Wednesday, February 6, 2019

Light The Song With Sense And Color, Hold Away Despair (Robert Hunter & Jerry Garcia - "Terrapin Station")

Recently, our son shared a news report regarding the allied effort in Afghanistan, peace talks with the Taliban, and an eventual withdrawal from Afghanistan.  While no one in our family is an Afghan, fought in Afghanistan or has any remote connection to Afghanistan, our son followed the story very closely. Why was he so concerned with the news in Afghanistan? Our grade nine son participates in Model U.N. He is on the delegation representing, of all places, Afghanistan. In the course of his preparation, he has become the family expert on Afghanistan.  Trust me when I say that while I could find Afghanistan on a map, I never cared one wit for Afghanistan, nor did I ever give much thought to the human cost except in terms of soldiers who tried to offer safety and stability amid such turmoil and chaos.  My jaw dropped as I sat and listened to our son offer this assessment. He was not only speaking about Afghanistan, but he advocated for the innocent and was visibly concerned for those whose lives were at risk living under the Taliban, and the innocent lives at risk if allied forces leave. He spoke thoughtfully, passionately and logically. He was upset as he made his assessment and incredibly empathetic as he advocated for the people of Afghanistan.  Needless to say, I have no authority with the Model U.N. for the real U.N.  However, I saw our son in a whole new light, and I wasn’t sure how to respond.
This week’s Parshah is Terumah. Terumah means “a portion”. In the context of this week’s Parsha, the portion in question is the portion of wealth that B’nai Yisroel would dedicate to the construction of the Aron, the ark that would hold the Luchot Habrit (the stone tablets upon which the Ten Commandments were written), the lamp, the table, and the material for the Ohel Moed (the tent of the meeting). All of which comprised the Mishkan or the Tabernacle. If you are in construction, interior design, or architecture, the details in Parsha Terumah are fascinating; and if you’re not then all those details might seem a bit dry. Whether a fan or not, whether an architect or not, there are certain objects, the construction of which is nothing less than miraculous and perhaps more allegorical than literal in meaning. However what is not allegorical but rather spiritually re-assuring given the myriad of laws that we have read from Yitro and Mishpatim is the goodness and kindness in the human soul.

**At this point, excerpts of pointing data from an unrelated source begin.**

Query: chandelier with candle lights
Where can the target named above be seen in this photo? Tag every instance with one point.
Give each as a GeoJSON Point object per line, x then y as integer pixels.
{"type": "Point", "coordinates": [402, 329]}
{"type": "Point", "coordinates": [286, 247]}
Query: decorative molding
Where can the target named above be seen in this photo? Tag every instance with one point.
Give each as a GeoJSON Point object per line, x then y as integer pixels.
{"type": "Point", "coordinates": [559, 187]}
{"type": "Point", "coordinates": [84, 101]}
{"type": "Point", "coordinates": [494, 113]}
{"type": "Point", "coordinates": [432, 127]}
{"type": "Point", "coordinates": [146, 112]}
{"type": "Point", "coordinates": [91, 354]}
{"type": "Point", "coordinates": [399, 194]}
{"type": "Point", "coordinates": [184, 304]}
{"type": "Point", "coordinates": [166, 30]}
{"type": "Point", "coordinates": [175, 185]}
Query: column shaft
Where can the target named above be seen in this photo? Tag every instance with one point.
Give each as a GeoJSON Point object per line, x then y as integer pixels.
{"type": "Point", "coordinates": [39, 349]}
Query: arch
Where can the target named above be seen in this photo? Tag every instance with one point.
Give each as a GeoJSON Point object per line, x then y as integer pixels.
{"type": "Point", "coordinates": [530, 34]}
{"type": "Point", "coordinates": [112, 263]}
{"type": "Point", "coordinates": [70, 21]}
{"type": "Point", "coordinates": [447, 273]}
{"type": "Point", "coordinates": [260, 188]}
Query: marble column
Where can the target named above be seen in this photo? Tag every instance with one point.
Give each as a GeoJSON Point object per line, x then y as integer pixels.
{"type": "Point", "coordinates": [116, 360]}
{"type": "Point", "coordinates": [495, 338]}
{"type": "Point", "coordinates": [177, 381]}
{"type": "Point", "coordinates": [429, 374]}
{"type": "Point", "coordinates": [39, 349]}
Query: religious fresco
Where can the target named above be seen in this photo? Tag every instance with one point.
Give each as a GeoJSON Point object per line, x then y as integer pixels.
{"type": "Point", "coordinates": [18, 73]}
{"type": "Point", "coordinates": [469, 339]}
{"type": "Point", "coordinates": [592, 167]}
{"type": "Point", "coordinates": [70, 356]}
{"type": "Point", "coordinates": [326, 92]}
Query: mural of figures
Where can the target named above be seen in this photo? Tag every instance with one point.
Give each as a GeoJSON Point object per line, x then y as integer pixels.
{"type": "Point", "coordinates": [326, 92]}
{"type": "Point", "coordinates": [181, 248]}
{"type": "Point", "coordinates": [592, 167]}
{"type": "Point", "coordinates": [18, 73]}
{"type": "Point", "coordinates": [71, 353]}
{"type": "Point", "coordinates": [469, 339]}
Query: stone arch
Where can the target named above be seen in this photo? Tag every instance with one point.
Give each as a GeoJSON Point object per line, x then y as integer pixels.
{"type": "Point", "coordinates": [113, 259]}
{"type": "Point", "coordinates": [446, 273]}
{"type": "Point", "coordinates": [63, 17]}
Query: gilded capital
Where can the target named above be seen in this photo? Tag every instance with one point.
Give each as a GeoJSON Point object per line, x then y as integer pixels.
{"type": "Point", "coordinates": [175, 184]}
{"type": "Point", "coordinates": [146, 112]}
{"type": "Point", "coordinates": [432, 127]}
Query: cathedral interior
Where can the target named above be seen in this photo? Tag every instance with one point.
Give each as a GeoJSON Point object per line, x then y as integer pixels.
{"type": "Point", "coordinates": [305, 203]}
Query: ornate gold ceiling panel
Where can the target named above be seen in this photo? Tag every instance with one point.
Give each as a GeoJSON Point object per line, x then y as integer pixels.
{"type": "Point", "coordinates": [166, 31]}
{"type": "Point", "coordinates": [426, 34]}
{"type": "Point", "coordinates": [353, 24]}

There are two moments in the Parsha that stand in stark contrast to assumptions about human nature from Parsha Mishpatim. In the previous Parsha, when we read about the prohibition of accepting bribes, perverting justice, selling servants to third parties rather than returning to them to their original owner;  we understand that there is an assumption that human nature is not so wonderful. In fact, one could argue that we are supposed to rise above human nature, rise above our animal-like inclination, Yetzer HaRah (the evil inclination), and be better. So when we read that God wants to live among Bnai Yisroel: V’Asu Li Mikdash  V’Shachanti B’Tocham; a Godly aspect would only do so if the dwelling, if the people’s behavior merited God’s presence.  Certainly, the physical qualities of the structure would be impressive but more important is the fact that Shechinah would dwell among Bnai Yisroel as long as they did not succumb to human nature. Not succumbing to human nature became evident immediately. Before the construction, before the blueprints, Bnai Yisroel already operated above human nature. They contributed materials Kol Ish Asher Yidvenu Libo‘every man whose heart motivates him’ (Ex.25:1). Contributions were based upon the most divine aspect of their souls. Every aspect of the process focused upon that part of the human soul that was beyond human nature. That divine aspect merited God’s presence in the camp. That divine aspect galvanized a community and figured out how to serve God in a way that appealed to the best of humanity.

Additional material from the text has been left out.